Отвлечемся, однако, от миловидных силуэтов. Не последняя роль в спектакле отведена артистам балета – мифическим животным и девушкам-танцовщицам. Своей разнообразной пластикой они сопровождали повествование – то рабочие сцены, таскающие тяжелый реквизит, то партнеры четырем певицам. Четыре балерины выступали пластическими двойниками героинь, четыре танцовщика зарекомендовали себя универсалами: любовники, мужья, дети… И все это не воспринимается взаправду, ведь костюмы Екатерины Куколь – синтез реального и фантастического: цвет одеяния танцовщиков напоминает анатомический костюм, вместо лиц – однотонные маски лесных зверей. Добавление танца украсило партитуру Денисова – мы увидели музыку!

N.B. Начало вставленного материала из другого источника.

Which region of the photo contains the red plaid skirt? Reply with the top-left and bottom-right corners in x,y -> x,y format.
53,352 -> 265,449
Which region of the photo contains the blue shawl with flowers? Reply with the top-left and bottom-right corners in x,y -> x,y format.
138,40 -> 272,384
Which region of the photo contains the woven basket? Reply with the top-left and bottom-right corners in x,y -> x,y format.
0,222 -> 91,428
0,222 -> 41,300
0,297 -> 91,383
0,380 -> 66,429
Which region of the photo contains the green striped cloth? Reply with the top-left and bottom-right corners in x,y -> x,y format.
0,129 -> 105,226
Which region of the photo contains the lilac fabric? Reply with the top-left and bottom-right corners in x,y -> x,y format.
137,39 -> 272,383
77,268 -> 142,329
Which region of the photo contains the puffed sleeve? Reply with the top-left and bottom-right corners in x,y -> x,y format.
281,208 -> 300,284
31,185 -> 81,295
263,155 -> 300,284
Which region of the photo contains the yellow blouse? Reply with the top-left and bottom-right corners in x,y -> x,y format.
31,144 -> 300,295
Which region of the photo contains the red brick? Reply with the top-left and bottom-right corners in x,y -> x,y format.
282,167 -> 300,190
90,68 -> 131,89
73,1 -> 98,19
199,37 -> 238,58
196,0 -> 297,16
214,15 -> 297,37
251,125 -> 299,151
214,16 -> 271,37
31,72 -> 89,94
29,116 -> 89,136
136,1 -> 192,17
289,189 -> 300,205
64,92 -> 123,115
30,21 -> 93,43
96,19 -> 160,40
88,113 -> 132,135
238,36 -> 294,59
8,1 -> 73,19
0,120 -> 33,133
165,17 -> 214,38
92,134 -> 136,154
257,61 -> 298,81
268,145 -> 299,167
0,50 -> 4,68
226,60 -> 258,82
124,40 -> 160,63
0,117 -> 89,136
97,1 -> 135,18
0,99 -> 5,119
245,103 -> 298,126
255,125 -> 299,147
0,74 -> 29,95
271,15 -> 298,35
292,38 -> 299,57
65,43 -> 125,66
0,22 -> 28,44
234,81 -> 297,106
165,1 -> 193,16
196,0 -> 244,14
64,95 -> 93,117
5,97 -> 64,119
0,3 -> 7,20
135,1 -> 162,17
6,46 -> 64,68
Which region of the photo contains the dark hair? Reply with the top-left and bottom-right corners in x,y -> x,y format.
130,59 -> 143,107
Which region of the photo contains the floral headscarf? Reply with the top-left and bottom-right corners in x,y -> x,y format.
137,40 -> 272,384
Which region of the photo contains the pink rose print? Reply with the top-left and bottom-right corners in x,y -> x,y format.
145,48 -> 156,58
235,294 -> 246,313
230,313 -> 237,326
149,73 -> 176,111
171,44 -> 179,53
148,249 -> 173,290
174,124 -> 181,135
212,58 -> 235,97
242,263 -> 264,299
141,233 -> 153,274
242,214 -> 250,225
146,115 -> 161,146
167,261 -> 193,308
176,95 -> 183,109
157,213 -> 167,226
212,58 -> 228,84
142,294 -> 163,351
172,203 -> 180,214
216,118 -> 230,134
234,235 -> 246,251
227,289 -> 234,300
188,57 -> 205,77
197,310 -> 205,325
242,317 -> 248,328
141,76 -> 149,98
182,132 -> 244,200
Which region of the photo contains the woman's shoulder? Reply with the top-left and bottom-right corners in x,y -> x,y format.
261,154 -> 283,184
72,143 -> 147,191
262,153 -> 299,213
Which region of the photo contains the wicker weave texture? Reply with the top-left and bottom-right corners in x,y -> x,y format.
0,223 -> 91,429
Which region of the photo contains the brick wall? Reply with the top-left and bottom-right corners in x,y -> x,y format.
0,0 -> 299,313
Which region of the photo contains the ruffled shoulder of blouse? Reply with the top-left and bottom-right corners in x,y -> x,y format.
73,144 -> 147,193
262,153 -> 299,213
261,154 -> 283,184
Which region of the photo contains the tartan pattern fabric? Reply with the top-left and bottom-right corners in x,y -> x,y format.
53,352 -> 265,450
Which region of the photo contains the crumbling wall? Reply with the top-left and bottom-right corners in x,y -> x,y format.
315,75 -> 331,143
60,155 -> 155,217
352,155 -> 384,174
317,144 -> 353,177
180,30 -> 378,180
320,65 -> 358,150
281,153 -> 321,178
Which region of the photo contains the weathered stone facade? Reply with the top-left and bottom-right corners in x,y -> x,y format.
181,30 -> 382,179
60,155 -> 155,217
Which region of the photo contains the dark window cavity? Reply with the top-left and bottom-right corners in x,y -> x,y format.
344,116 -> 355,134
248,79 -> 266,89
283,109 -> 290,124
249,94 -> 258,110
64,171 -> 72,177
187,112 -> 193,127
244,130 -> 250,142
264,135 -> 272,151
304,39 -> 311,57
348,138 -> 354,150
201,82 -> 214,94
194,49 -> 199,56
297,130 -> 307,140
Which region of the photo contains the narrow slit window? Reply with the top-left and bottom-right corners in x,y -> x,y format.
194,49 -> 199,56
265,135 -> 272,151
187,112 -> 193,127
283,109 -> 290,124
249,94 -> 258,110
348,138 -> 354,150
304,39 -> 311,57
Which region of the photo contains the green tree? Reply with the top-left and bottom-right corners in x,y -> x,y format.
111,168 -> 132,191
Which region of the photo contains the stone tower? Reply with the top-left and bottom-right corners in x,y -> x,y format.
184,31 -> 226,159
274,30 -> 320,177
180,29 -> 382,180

«Анималистический контрапункт» неслучаен. Либретто оперы прослаивает греческая мифология. Сцены символически связаны с одним из античных персонажей: Актеон (первая влюбленность), Персефона (расцвет женственности), Сирены (зрелость и женское бремя), Мойры (воспитание детей и заплетание их судеб), Силен (пора увядания и смерть). Да и героини на протяжении всей оперы одеты стилизованно – в светлые шелковые платья. «Лесбия, Юлия, Цинтия, Ливия…».

Работа Марии Фомичёвой выходит за рамки оперного театра, она воспринимается почти как полнометражное кино. При всей своей легкости и прозрачности, с ненавязчивым привкусом горечи, постановка напоминает и о «Зеркале» Тарковского. Драматургическая арка – от юности к воспоминаниям о ней – закольцовывает спектакль, придает ему завершенность и потенциальную бесконечность. Уже седые, героини засыпают, укрывшись одеялом своих воспоминаний… И снится им вся жизнь: до влюбленности, до смерти, в одной лишь любви; любовь призрачна, а жизнь – прекрасный сон.